Cold-inference pathways (no encoder needed)¶

Only talker (GGUF), predictor (GGUF), and decoder (ONNX) are touched.

Model type	Pathway	Notes
Base (0.6B / 1.7B)	Standard TTS	Text only; `speaker_embedding` / `ref_codes` are null.
Base (0.6B / 1.7B)	Clone from JSON	`--reference foo.json` — features already cached.
Custom (0.6B / 1.7B)	Standard TTS	Default voice.
Custom (0.6B / 1.7B)	Custom voice	`--speaker Vivian` — embeddings loaded from `embeddings/`.
Design (1.7B)	Standard TTS	Text only.
Design (1.7B)	Voice design	`--instruct` only.

The one path that still needs encoders¶

Model type	Pathway	Why
Base (0.6B / 1.7B)	Clone from WAV	Real-time extraction of acoustic codes + speaker embedding from `--reference foo.wav`.

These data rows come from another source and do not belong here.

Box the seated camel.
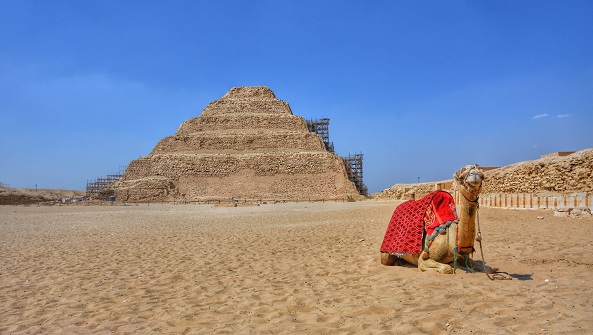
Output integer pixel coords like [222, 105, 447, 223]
[381, 165, 494, 273]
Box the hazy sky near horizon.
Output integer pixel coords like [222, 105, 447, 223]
[0, 0, 593, 192]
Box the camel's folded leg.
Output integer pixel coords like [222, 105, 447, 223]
[418, 256, 453, 274]
[381, 252, 402, 266]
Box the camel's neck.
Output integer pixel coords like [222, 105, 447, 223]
[456, 189, 478, 253]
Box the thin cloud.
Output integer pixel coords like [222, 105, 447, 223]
[531, 113, 548, 120]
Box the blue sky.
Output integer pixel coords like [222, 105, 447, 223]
[0, 0, 593, 192]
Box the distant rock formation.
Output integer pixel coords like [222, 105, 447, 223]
[375, 149, 593, 199]
[482, 149, 593, 195]
[115, 86, 358, 202]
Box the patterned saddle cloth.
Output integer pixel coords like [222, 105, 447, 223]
[381, 191, 457, 257]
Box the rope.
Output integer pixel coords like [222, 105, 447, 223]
[474, 204, 513, 280]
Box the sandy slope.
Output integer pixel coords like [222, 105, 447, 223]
[0, 201, 593, 334]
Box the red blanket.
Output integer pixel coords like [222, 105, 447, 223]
[381, 191, 457, 256]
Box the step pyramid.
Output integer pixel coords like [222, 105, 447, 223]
[115, 86, 358, 202]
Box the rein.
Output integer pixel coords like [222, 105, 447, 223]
[470, 204, 513, 280]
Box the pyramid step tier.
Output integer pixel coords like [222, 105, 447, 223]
[122, 152, 347, 180]
[176, 113, 308, 135]
[151, 130, 325, 155]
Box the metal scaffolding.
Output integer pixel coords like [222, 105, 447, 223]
[307, 118, 334, 153]
[86, 166, 126, 200]
[342, 153, 369, 195]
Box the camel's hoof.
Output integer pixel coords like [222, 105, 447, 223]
[381, 252, 397, 266]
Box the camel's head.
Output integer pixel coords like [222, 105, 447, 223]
[453, 164, 484, 196]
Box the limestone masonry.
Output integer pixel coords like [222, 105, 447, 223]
[376, 149, 593, 209]
[115, 86, 358, 202]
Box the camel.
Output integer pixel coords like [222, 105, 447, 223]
[381, 164, 494, 274]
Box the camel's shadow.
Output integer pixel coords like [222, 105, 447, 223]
[509, 273, 533, 280]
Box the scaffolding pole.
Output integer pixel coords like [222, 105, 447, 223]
[342, 153, 369, 195]
[306, 118, 334, 153]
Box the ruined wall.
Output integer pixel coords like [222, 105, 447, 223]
[375, 149, 593, 210]
[482, 149, 593, 195]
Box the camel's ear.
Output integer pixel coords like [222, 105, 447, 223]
[453, 166, 467, 180]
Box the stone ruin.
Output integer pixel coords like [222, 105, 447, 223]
[115, 86, 361, 202]
[375, 148, 593, 217]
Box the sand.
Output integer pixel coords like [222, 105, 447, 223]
[0, 201, 593, 334]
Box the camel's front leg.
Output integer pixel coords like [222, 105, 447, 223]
[418, 255, 453, 274]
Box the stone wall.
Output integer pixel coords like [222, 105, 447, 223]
[375, 149, 593, 210]
[482, 149, 593, 195]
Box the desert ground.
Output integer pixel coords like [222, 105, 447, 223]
[0, 200, 593, 334]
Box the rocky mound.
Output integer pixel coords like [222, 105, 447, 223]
[375, 149, 593, 199]
[116, 86, 358, 202]
[0, 187, 85, 205]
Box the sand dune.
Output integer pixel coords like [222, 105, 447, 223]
[0, 201, 593, 334]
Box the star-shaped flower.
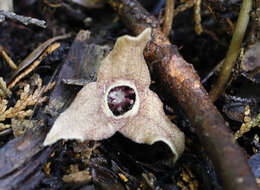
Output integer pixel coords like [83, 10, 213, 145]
[44, 28, 184, 160]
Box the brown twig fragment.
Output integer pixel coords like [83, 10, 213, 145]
[0, 10, 46, 28]
[174, 0, 195, 16]
[108, 0, 258, 190]
[0, 45, 17, 70]
[0, 77, 11, 98]
[235, 106, 260, 139]
[0, 75, 55, 130]
[163, 0, 174, 36]
[209, 0, 252, 102]
[194, 0, 203, 35]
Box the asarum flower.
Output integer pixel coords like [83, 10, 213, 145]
[44, 28, 184, 161]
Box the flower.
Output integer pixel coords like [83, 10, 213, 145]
[44, 28, 184, 161]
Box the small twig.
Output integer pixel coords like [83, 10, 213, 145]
[209, 0, 252, 102]
[194, 0, 203, 35]
[163, 0, 174, 36]
[0, 45, 17, 70]
[174, 0, 195, 16]
[0, 10, 46, 28]
[108, 0, 258, 190]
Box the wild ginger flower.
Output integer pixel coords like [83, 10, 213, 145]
[44, 28, 184, 160]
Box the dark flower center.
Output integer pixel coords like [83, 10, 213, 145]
[107, 86, 136, 116]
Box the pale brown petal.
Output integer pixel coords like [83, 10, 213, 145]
[44, 83, 122, 145]
[119, 90, 184, 161]
[97, 28, 151, 86]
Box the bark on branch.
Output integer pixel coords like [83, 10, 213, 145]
[109, 0, 258, 190]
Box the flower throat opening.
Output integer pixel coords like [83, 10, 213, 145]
[107, 86, 136, 116]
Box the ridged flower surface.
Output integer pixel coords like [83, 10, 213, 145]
[44, 28, 184, 160]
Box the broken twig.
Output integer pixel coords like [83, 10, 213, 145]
[0, 10, 46, 28]
[109, 0, 258, 190]
[209, 0, 252, 102]
[163, 0, 174, 36]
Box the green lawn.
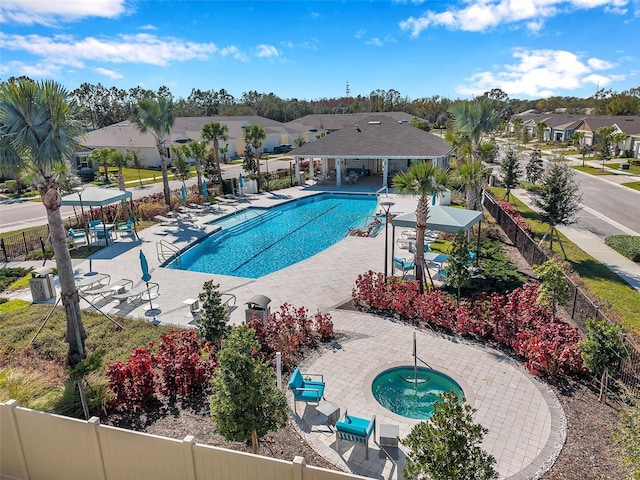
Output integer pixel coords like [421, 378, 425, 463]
[572, 165, 612, 175]
[491, 188, 640, 334]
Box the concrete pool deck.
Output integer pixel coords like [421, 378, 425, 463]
[7, 183, 565, 479]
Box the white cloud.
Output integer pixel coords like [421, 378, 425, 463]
[0, 0, 126, 25]
[0, 32, 219, 67]
[364, 37, 382, 47]
[256, 44, 280, 58]
[94, 67, 124, 80]
[400, 0, 629, 37]
[457, 49, 621, 98]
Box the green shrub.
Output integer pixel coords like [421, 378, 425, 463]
[0, 267, 31, 292]
[604, 235, 640, 262]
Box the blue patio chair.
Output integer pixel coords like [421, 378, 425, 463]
[336, 410, 376, 460]
[289, 368, 325, 415]
[393, 257, 416, 277]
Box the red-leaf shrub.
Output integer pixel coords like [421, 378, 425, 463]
[249, 303, 334, 370]
[352, 271, 584, 375]
[496, 200, 533, 237]
[107, 345, 154, 408]
[154, 330, 217, 395]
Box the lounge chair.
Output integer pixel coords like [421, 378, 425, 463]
[116, 220, 133, 237]
[80, 278, 133, 301]
[153, 215, 178, 226]
[336, 409, 376, 460]
[289, 368, 324, 415]
[69, 228, 87, 247]
[393, 257, 416, 277]
[113, 282, 160, 303]
[76, 273, 111, 293]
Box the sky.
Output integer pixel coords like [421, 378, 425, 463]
[0, 0, 640, 100]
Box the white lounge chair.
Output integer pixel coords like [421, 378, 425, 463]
[153, 215, 178, 225]
[113, 282, 160, 303]
[80, 278, 133, 301]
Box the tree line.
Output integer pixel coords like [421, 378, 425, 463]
[3, 77, 640, 129]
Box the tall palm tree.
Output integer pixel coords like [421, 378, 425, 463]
[133, 97, 174, 205]
[448, 97, 500, 161]
[202, 122, 229, 183]
[0, 79, 87, 367]
[393, 160, 450, 293]
[187, 141, 207, 195]
[109, 150, 132, 221]
[244, 123, 267, 191]
[448, 97, 500, 209]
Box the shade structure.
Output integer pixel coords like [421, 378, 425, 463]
[61, 187, 132, 207]
[391, 205, 482, 233]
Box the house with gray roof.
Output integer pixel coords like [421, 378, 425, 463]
[510, 113, 640, 158]
[75, 115, 316, 170]
[290, 114, 452, 187]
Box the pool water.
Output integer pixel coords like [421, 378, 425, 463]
[168, 194, 377, 278]
[371, 366, 464, 420]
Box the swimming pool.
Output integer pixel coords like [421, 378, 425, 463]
[168, 194, 377, 278]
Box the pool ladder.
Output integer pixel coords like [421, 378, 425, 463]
[156, 240, 180, 267]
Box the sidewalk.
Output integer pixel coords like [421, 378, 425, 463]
[511, 188, 640, 292]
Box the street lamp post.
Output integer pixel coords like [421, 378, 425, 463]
[73, 187, 89, 248]
[380, 202, 395, 280]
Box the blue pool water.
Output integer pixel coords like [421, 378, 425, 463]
[169, 194, 376, 278]
[371, 366, 464, 420]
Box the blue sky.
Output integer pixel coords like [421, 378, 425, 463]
[0, 0, 640, 100]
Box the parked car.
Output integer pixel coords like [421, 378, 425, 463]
[273, 143, 293, 153]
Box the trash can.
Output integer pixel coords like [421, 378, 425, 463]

custom and design models do not support clone at all (the loader rejects --reference).

Cleanup tip¶

If you only ever use cold-inference pathways, both speaker_encoder.fp16.onnx and codec_encoder.fp16.onnx can be deleted from any models/<name>/ directory. Saves ~130–140 MB per model. The runtime tolerates their absence.